Irish writer (born 1942)

Pádraic Breathnach (born 12 July 1942) is an Irish short story writer and novelist who writes in the Irish language. He was born in Moycullen, County Galway and now lives in Limerick. He has won a number of Oireachtas prizes. He was also awarded The Butler Literary Award by The Irish American Cultural Institute in 1992. In 1972 he joined the school of Celtic Studies at the Dublin Institute for Advanced Studies.

Breathnach has been described as probably the most prolific short-story writer in Irish and as a stylist who is especially good at depicting youth and the natural world. It has been said of his work that it depicts a people inhabiting a harsh physical landscape that echoes their emotional landscape, a people with a pagan attachment to place, however unbountiful.

Collections include Bean Aonair (Clódhanna Teo., 1974), Buicéad Poitín (Clódhanna Teo., 1978), An Lánúin (F.N.T., 1979), Na Déithe Luachmhara Deiridh (Clódhanna Teo., 1980), Lilí agus Fraoch (Clódhanna Teo., 1983), Ar na Tamhnacha (Clódhanna Teo., 1987), Íosla agus Scéalta Eile (Clódhanna Teo., 1992), and An Pincín (Cló Iar-Chonnacht, 1996).
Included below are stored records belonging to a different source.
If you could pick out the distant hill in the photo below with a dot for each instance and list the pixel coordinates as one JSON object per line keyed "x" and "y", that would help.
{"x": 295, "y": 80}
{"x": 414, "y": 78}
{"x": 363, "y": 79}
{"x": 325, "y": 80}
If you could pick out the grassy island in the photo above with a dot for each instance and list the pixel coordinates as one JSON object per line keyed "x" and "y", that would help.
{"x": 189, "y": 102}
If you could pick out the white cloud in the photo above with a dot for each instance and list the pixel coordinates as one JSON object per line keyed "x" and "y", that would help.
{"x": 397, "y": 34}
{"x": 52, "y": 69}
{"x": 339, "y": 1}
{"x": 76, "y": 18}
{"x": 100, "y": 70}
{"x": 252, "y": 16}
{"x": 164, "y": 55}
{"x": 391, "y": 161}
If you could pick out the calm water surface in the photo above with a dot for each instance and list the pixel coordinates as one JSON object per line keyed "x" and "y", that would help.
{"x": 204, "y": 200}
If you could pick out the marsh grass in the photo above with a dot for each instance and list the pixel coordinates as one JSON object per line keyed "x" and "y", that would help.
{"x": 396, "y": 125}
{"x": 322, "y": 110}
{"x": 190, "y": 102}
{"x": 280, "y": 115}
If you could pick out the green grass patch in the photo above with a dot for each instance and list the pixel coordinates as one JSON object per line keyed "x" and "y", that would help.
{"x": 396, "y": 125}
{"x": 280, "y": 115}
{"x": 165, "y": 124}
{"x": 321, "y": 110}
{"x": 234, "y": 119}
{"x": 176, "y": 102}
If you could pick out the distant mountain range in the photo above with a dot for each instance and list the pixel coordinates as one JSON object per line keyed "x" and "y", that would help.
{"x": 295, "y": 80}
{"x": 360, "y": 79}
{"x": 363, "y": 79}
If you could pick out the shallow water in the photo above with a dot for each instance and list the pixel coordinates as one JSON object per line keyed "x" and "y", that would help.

His novels include Gróga Cloch (Cló Iar-Chonnachta, 1990) and As na Cúlacha (Cló Iar-Chonnacht, 1998).

In 1990 he published a cassette and booklet entitled Taomanna (Cló Iar-Chonnacht). He has also published a work on folklore and social history entitled Maigh Cuilinn: a Táisc agus a Tuairisc (Cló Chonamara, 1986).